The method for generating Voronoi noise in Simple Voronoi Noise Generation can only be used for groups of points. But Voronoi noise works with so much more than just points. In fact, Voronoi noise generated from other shapes can lead to some really cool effects, like these ghostly rings:


If you have not already, the prerequisite to this post is Simple Voronoi Noise Generation. Go read that before you continue here.

Advanced Voronoi noise generation is simply generating voronoi noise with other shapes. Circles, rectangles, lines, points, even shapes defined on the fly are all free game. Unfortunatly, the freedom that comes with these extra options also adds some complexity to the code. The naive solution is the same as with Simple Voronoi noise: for each point, compare to all objects and find closest, second, third, etc. However, other objects prevents us from using the cell checking, because objects could span multiple cells and some cells might be empty. So instead we use recursion.
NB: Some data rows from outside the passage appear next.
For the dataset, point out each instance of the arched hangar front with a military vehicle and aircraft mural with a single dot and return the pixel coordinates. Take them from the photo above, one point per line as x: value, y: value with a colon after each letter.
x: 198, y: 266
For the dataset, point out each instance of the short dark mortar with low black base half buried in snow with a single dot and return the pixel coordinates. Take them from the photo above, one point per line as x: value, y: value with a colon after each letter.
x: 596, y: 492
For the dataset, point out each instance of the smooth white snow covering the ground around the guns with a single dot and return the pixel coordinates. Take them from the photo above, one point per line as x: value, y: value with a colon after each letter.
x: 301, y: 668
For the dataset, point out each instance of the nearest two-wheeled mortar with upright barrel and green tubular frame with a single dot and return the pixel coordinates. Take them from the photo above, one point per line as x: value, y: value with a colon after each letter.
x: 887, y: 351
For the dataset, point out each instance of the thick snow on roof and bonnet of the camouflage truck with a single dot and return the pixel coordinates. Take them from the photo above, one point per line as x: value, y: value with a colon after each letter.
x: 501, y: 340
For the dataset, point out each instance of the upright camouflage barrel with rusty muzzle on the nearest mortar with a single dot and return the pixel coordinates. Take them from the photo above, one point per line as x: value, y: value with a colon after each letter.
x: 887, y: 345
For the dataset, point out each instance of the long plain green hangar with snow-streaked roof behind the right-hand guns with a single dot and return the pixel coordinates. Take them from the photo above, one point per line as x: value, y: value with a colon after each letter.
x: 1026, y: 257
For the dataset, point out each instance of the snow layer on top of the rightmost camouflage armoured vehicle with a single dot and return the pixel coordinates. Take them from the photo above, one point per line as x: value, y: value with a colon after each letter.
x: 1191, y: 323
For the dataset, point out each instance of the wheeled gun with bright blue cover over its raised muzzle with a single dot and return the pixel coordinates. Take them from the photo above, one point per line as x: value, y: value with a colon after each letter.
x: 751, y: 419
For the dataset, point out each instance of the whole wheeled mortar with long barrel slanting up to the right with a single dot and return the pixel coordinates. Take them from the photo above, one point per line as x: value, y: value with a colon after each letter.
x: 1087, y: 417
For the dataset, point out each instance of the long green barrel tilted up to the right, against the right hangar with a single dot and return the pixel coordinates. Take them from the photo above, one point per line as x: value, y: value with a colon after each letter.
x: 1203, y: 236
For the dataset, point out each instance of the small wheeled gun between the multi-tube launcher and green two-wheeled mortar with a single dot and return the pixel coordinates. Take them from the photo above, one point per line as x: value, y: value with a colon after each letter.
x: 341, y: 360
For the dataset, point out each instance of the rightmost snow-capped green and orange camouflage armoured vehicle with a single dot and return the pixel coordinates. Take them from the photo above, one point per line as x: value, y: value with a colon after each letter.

The basic idea is this:

for every object, pick a "central" point, starting with that point recursively:
see if distance is less than the current stored value for this pixel
if it is, set it to value and tell neighbors to do the same for the current object

However, this leads to lots of overcalculation and overdraw. The following diagram shows the calculated values for two points at opposite corners. Ultimately, half of the calculations from each of the points is discarded.
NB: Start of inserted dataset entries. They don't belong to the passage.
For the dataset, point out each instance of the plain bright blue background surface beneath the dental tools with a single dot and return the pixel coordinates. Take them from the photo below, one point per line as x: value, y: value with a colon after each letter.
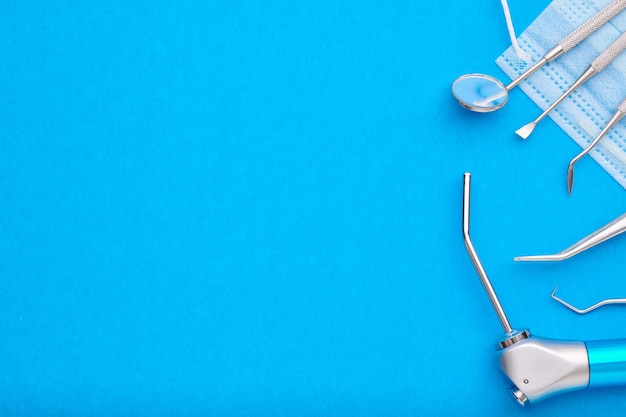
x: 254, y: 208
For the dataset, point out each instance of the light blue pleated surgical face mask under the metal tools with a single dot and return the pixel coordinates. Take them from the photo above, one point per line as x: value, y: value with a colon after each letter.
x: 586, y: 111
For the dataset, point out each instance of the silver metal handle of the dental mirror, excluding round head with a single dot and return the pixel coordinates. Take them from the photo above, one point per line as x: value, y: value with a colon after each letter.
x: 573, y: 39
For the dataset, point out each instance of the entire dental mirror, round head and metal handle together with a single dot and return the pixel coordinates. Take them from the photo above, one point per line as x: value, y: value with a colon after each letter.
x: 483, y: 93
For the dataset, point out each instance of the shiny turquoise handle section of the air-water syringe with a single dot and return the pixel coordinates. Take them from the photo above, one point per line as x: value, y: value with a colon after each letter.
x: 607, y: 362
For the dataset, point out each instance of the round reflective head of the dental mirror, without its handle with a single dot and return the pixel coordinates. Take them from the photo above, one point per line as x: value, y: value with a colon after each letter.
x: 480, y: 93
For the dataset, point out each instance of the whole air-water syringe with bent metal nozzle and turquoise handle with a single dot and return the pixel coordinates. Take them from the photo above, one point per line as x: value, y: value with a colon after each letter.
x: 539, y: 368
So how could we change this algorithm so we minimize the number of values that are overcalculated? Simple, we introduce the concept of generations. Essentially, we start with a list of all the centers, Generation 0. Then each generation flags all of it's neighbors if they haven't already been calculated and the flagged points are calculated and become the next generation. Here's what it would look like.
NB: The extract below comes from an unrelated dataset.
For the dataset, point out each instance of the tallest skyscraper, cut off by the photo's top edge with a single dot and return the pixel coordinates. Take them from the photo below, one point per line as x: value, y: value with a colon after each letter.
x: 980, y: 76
In this way we can only calculate the values we need. Notice that using generations makes it not technically recusion anymore, but it is still very similar to recursion. I will not explain in this tutorial how it works with combine functions that use multiple distances, because the code gets a bit more opaque. The general idea however is to store the distances with the object that caused that distance value.

In pseudo-code it looks at bit like this:
for(VoronoiObject obj : objects)
{
    obj.addAllCenters(flagged);
}
while(!flagged.isEmpty())
{
    current = flagged;
    past.addAll(current);
    flagged = new HashSet();
    for(Location point : current)
    {
        calculatePoint(point);
        flagNeighbors(point);
    }
}
Location is just a subclass that stores a 2D point and a source VoronoiObject.
VoronoiObject is just an interface that provides a method to get the distance to a point given a distance function.

And that's it. See the sources for the subtleties and specific details.

Like always, an applet. I would recommend viewing the noise in black and white, because it looks the best that way.
Controls:
Space = next distance function
X = next combine function
S = new random seed
Shift = toggle color mode
Enter (downloadable version only) = save screenshot


If the applet doesn't load, trying refreshing the webpage. May not work on mobiles.